UN: UN-Menschenrechtschef warnt vor möglichen internationalen Verstößen durch israelische Angriffe in Libanon
Die jüngsten Luftangriffe in Libanon haben laut UN-Vertreter Bedenken hinsichtlich möglicher internationaler Rechtsverstöße ausgelöst. Der UN-Menschenrechtschef Volker Türk äußerte am Montag in Beirut Besorgnis über die anhaltende Vertreibung von Zivilisten und die Zerstörung von Infrastruktur.
Hintergrund der Gewalt
Seit dem 2. März, als US‑israelische Angriffe den regionalen Konflikt auslösten, haben laut libanesischen Behörden über 4.300 Menschen ihr Leben verloren und 12.200 weitere wurden verletzt. Der Konflikt hat sich nach dem Beitritt der iranisch‑unterstützten Hisbollah zu einem intensiven Gefecht entwickelt.
Besuch des UN-Vertreters
Während seines zweitägigen Besuchs traf der UN-Menschenrechtschef Vertreter der libanesischen Regierung, zivilgesellschaftliche Gruppen, nationale Menschenrechtsinstitutionen und Betroffene, die ihre Häuser verlassen mussten. In einem umfunktionierten Schulgebäude, das als Notunterkunft für rund 1.000 Personen dient, schilderten Zivilisten die Zerstörung von Wohnhäusern, Schulen, Gesundheitseinrichtungen, Wasser‑ und Stromnetzen sowie landwirtschaftlichen Flächen.
Humanitäre Lage
Trotz eines am 17. April vereinbarten, von den USA vermittelten, bedingten Waffenstillstands zwischen Israel und der libanesischen Regierung, setze Israel Luftangriffe und den Einsatz explosiver Waffen in dicht besiedelten Gebieten fort. Die Hisbollah kämpft ebenfalls weiter, was zu einer anhaltenden Massenvertreibung führt.
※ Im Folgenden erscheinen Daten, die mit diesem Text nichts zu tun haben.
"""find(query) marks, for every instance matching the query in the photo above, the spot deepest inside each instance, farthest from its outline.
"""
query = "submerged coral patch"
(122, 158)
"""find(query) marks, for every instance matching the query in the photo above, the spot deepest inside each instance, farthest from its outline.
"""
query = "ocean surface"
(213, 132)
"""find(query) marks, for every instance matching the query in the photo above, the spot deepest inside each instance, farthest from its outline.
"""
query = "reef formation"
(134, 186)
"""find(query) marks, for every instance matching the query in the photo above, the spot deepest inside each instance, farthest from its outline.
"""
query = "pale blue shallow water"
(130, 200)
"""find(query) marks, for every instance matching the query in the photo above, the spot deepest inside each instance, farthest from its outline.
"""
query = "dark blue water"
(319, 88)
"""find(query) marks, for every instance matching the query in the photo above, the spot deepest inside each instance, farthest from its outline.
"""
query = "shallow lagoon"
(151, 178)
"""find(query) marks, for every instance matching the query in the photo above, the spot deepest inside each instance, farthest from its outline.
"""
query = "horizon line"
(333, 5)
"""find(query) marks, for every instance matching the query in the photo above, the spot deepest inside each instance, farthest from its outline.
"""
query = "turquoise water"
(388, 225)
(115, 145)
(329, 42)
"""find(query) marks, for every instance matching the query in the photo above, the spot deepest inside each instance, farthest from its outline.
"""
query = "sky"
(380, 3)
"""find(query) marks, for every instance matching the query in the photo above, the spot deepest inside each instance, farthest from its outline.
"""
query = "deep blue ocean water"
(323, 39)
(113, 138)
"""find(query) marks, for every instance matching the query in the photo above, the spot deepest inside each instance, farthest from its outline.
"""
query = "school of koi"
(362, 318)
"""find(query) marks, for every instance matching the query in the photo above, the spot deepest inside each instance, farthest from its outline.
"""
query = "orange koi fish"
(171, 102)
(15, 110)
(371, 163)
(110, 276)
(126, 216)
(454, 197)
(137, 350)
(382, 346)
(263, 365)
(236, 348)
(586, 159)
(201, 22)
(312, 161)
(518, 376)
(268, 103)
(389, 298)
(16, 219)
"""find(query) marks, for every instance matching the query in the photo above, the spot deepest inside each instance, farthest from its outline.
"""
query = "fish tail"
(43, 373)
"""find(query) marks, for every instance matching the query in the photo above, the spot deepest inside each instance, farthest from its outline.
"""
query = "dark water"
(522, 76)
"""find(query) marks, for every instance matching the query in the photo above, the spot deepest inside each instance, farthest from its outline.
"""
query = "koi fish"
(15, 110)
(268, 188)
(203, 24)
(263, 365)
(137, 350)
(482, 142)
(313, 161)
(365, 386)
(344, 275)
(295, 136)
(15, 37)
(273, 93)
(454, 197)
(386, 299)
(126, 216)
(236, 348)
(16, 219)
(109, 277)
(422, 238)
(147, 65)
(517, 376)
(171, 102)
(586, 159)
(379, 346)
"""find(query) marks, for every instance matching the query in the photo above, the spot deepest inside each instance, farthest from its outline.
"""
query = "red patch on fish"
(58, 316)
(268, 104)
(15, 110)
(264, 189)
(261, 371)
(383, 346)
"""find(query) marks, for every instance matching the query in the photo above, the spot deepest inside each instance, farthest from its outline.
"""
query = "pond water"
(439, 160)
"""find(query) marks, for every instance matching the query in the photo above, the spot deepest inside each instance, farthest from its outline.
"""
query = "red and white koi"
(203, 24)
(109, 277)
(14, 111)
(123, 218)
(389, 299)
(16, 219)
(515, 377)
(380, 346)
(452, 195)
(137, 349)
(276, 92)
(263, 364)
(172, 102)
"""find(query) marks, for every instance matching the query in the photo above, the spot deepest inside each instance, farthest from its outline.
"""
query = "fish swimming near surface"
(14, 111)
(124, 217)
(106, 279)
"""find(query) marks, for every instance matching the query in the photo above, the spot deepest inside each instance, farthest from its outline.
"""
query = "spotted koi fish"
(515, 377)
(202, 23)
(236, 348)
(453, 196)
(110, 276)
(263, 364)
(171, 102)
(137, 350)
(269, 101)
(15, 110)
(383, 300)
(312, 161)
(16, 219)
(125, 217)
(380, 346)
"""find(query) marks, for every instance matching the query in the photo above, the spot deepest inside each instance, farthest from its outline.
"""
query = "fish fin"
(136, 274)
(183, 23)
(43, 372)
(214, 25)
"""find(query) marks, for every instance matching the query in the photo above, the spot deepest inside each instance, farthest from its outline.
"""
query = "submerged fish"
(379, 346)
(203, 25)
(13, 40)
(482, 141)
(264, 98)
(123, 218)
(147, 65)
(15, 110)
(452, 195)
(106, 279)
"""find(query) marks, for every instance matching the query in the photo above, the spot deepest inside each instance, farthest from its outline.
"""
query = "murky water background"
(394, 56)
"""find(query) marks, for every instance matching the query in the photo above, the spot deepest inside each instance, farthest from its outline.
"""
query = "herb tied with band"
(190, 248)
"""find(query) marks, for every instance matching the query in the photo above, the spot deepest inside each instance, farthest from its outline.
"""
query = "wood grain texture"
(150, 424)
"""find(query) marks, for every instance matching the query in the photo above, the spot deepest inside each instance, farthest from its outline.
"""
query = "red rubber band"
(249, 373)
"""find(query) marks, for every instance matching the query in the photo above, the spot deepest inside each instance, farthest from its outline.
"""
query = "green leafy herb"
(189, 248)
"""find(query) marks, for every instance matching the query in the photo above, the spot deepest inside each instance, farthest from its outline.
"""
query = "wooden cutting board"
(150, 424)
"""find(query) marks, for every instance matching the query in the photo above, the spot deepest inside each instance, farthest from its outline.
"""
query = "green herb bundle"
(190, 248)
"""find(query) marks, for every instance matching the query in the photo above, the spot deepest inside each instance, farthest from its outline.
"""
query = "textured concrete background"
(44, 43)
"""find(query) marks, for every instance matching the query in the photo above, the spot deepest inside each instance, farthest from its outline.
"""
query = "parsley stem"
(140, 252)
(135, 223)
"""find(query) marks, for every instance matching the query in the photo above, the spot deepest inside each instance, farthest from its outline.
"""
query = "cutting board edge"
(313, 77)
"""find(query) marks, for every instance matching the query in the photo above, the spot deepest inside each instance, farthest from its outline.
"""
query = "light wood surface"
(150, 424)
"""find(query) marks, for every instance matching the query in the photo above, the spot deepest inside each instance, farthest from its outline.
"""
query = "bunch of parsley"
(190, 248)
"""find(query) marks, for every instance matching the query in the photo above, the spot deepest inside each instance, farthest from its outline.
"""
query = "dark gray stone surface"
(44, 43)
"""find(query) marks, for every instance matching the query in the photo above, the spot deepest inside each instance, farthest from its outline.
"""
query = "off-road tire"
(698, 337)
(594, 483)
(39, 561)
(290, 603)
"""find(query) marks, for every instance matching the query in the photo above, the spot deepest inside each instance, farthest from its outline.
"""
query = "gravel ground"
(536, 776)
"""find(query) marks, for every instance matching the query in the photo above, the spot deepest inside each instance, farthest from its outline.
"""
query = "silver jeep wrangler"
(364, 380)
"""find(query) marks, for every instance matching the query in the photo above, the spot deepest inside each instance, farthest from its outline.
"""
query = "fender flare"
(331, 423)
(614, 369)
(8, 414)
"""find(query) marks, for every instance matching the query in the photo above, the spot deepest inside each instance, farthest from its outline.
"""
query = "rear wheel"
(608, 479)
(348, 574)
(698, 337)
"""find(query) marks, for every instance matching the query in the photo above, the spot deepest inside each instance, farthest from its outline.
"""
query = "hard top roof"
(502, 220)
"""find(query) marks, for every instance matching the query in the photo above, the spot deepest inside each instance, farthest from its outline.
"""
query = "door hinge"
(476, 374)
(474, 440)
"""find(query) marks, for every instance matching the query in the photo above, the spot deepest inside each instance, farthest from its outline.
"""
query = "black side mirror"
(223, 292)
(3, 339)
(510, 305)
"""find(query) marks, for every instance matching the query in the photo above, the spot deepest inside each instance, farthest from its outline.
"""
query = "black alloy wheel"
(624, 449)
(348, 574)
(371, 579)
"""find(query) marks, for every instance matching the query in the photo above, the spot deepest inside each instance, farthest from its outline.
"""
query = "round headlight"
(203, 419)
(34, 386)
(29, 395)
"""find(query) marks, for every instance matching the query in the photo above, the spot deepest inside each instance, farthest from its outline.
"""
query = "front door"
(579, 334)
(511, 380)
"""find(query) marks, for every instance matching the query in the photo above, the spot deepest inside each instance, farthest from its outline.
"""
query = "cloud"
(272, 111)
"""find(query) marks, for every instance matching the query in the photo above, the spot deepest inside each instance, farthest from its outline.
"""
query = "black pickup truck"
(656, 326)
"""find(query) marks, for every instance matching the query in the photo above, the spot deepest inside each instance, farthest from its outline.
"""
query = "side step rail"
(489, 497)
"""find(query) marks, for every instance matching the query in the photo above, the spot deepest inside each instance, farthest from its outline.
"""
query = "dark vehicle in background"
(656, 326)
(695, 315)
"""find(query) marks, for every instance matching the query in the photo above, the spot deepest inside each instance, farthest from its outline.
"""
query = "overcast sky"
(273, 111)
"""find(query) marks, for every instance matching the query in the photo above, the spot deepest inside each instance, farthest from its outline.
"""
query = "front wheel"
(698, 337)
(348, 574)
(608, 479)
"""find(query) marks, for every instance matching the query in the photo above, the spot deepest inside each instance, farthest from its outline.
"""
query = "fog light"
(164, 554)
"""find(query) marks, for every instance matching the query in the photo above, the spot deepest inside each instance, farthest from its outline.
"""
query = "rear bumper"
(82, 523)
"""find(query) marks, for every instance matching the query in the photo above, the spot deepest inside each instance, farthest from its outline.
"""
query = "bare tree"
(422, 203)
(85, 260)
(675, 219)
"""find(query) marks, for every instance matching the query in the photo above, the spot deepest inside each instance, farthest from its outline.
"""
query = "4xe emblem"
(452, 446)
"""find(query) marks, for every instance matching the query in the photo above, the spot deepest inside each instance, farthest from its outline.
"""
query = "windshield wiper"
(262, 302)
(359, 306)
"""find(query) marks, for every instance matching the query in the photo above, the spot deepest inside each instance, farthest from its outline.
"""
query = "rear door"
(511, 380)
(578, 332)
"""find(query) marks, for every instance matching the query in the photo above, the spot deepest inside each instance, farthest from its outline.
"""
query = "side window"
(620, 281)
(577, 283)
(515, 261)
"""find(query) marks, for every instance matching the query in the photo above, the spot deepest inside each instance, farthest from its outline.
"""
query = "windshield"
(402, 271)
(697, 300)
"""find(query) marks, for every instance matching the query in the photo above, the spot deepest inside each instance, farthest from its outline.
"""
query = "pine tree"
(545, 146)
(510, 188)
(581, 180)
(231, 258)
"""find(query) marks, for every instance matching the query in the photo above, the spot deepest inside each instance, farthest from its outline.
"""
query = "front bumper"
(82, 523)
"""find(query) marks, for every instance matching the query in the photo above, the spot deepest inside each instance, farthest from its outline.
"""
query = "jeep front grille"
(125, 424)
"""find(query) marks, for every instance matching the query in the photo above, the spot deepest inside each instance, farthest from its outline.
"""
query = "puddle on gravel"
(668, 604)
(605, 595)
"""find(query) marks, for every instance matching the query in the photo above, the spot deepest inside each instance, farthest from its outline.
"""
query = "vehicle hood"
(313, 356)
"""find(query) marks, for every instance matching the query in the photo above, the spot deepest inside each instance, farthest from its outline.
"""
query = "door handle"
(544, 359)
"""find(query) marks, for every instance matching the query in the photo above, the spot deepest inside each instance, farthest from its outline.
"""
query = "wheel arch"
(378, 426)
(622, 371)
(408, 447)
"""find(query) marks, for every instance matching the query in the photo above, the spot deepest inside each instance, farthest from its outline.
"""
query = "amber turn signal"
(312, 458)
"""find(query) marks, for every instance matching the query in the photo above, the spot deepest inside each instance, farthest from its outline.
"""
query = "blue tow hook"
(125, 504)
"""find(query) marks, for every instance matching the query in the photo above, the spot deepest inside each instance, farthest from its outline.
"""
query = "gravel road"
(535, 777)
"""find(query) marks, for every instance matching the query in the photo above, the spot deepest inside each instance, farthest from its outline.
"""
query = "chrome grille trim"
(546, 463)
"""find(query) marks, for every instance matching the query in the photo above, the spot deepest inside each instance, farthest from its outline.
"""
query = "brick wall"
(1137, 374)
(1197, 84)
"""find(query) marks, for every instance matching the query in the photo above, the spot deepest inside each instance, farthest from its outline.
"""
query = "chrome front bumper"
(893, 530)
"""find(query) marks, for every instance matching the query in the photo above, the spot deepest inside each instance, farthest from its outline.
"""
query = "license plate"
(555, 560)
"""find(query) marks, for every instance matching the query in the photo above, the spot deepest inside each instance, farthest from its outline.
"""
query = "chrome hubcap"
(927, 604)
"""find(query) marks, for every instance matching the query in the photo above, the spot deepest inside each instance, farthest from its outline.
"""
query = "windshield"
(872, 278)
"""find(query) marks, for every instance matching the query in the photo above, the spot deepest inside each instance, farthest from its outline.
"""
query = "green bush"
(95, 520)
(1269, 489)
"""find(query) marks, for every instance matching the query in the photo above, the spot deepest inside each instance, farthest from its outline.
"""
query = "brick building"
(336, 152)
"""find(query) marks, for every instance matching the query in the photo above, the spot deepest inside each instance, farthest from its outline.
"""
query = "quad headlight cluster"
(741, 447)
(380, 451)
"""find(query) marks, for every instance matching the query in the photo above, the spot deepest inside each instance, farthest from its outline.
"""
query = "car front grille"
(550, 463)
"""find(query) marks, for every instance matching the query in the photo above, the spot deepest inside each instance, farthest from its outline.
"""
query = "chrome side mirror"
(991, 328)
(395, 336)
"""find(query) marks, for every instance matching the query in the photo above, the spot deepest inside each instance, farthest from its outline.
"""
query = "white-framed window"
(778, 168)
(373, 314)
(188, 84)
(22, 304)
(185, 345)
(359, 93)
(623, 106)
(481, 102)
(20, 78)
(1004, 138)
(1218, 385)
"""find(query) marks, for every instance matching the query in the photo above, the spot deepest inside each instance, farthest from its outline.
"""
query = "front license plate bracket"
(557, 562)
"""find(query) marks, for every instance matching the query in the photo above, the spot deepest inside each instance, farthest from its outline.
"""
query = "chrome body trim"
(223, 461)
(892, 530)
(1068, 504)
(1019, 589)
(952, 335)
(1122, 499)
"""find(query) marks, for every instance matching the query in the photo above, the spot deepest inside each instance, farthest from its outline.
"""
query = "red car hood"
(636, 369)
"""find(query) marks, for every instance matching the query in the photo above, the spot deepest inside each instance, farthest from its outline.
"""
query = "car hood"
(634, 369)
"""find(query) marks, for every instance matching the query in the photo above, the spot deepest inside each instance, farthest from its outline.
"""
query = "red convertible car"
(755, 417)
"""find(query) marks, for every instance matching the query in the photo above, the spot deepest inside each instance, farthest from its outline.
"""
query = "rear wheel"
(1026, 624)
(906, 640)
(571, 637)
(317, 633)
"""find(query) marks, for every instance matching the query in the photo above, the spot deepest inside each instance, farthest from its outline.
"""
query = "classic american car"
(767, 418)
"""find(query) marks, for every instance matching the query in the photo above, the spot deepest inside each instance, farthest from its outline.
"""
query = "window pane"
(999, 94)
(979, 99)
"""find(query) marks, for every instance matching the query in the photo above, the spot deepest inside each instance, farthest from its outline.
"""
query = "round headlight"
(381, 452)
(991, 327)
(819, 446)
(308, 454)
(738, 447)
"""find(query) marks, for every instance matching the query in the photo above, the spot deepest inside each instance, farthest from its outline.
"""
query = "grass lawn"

Reaktionen und Forderungen
Der UN-Menschenrechtschef betonte, dass das Ausmaß der Vertreibung und die Verweigerung von Rückkehrrechten potenziell internationale Verbrechen darstellen könnten. Er forderte stärkere Schutzmaßnahmen für marginalisierte Gruppen, darunter Flüchtlinge, Migranten, Menschen mit Behinderungen und andere verletzliche Personen.
Perspektiven für die Zukunft
Türk wies auf Fortschritte Libanons hin, etwa die Ratifizierung der Konvention über die Rechte von Menschen mit Behinderungen und Initiativen zur Abschaffung der Todesstrafe sowie zur Stärkung der Justizunabhängigkeit. Er kündigte an, dass das Büro des UN-Menschenrechts weiterhin bereit sei, Libanon bei der Förderung und dem Schutz der Menschenrechte zu unterstützen.